The Court is also giving the defendants credit for $5,000 for the change order . . . which was agreed [to] in the law office. The reason I’m doing it is . . . because the cabinets were being approved. There were additions to it and I think [Mohns is] entitled to that credit because there was going to be an upgrade to the cabinets and they would have been responsible for it.
The Court is going to also . . . lower the damages by an additional $2,000 which I find is the additional value to the cabinets by the use of [higher-end counter] tops,[which Harley Paws agreed to with its replacement contractor]....
So the Court is—has come to the damages as follows: Twenty-eight nine fifty-eight eighty-two minus [$7,000] which comes to ... $21,958.82 ... plus costs plus statutory attorneys fees.

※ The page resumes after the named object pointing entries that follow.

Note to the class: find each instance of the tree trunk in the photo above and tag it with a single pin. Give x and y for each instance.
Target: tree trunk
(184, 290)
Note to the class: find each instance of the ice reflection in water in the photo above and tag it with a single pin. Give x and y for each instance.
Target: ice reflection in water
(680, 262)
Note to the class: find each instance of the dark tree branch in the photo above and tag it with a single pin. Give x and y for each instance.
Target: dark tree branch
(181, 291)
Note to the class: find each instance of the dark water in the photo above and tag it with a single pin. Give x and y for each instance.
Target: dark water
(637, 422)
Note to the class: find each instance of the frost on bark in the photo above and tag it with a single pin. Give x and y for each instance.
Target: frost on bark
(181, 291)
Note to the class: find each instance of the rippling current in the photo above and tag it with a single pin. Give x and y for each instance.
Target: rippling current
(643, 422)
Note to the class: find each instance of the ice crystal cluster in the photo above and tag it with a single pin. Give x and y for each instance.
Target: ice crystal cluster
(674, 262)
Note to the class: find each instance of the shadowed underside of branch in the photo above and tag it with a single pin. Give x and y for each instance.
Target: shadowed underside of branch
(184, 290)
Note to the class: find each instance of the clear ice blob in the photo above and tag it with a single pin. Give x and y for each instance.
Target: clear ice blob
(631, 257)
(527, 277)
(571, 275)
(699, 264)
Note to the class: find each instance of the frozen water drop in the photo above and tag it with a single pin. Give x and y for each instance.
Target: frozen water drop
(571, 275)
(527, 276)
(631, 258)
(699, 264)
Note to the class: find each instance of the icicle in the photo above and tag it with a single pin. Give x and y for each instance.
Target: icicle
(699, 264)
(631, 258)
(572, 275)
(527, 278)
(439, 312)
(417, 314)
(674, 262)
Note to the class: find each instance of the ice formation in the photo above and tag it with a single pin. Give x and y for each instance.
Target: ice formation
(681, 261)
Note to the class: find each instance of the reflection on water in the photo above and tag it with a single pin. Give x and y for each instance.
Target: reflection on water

¶17 The trial court examined the exhibits and heard testimony concerning the costs to complete the job in the limited time remaining before the grand opening. Canceled checks, showing the amount paid to complete the contract, were also submitted and examined by the court. The trial court reduced some of the costs, concluding that $5,000 should be credited to Mohns for the change order to upgrade the cabinetry. In addition, the court concluded that the subsequent cabinetry maker’s use of Surrell counter tops, in lieu of the originally contracted-for Laminate counter tops, required a $2,000-reduction as well.
¶18 Thus, the record reflects the trial court’s careful consideration of the evidence of damages. We see nothing to establish that the court’s findings were erroneous or to suggest that the trial court’s damage award is either arbitrary or excessive.
By the Court.—Judgment affirmed.
This opinion will not be published. See Wis. Stat. Rule 809.23(1)(b)5.
[1] Because we conclude that Mohns breached the contract, thus justifying Harley Paws’ termination of the contract, we need not address Mohns’ counterclaim for wrongful termination of contract. See Gross v. Hoffman, 227 Wis. 296, 300, 277 N.W. 633 (1938) (only dispositive issue need be addressed).